First of all, I thank both Mr Hazel and Mr Hacker for their
responses. I should especially express my gratitude to Mr
Hacker, who after his post with canine comparisons went back
and checked my previous mail and has sent a substantial
reply quite different in tone.
To the above from Mr Hazel. I can think of no instance when
I would want any traffic within my box to go out to the
outside world without my explicitly seeing it. As I mentioned
in my first message, I am an individual living alone; but
I might be a family, or a student consortium, etc, with lots
of occasions to send each other E-mail about their own
affairs on the Linux box that they all have accounts on.

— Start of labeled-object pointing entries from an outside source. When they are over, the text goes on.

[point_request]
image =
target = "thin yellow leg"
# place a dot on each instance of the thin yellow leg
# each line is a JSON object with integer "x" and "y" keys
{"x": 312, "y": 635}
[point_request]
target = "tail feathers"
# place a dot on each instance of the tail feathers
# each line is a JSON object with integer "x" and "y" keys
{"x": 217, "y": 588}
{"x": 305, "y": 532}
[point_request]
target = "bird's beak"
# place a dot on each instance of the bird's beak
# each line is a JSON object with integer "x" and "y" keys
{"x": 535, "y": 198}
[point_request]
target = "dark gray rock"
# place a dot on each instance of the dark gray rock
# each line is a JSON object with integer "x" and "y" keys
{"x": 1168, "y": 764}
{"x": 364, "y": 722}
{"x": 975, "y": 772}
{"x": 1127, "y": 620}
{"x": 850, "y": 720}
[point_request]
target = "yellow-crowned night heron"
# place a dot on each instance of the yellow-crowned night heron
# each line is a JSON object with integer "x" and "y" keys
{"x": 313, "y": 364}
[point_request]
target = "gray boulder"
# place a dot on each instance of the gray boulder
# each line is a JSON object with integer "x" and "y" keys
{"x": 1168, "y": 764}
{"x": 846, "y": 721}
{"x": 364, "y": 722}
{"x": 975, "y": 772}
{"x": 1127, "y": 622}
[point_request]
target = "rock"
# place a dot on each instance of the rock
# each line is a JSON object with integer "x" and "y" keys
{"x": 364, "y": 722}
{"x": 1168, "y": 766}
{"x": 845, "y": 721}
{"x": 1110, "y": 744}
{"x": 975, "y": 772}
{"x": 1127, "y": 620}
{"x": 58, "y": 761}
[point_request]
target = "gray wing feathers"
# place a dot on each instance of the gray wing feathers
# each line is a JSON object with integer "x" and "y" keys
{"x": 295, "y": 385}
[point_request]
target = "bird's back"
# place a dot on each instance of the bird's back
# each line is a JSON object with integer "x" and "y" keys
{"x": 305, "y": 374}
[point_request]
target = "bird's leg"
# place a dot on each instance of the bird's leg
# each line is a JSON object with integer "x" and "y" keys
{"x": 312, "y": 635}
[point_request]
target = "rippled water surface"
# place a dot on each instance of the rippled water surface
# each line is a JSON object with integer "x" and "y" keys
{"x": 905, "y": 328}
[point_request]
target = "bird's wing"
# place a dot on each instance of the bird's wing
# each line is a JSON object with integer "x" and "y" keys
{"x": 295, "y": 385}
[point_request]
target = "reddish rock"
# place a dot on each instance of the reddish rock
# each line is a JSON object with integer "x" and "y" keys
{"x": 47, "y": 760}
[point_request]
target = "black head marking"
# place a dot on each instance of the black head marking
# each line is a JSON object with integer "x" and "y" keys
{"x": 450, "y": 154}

And then they occasionally wish to send E-mail to the
outside world. They have all united on an ISP, have legitimate
accounts there, and wish, for obvious reasons, not to do
SMTP to the world, but to relay their messages through the
ISP. Responses to said messages would come back to the ISP
(which is online 24/7) and then be collected by e.g. fetchmail
when the dial up line is activated. This is safe, secure, and
conforms IMHO with all standards of manners and good Internet
protocol. My question is: is it achievable with exim?
Again thanks to Messrs Hazel and Hacker. I hope that as an exim newbie
I will be guided in the right direction. I shall be grateful for
any and all comments and suggestions.
Alan
--
Alan McConnell : http://patriot.net/users/alan
It is difficult to get a man to understand something when
his income depends on his not understanding it.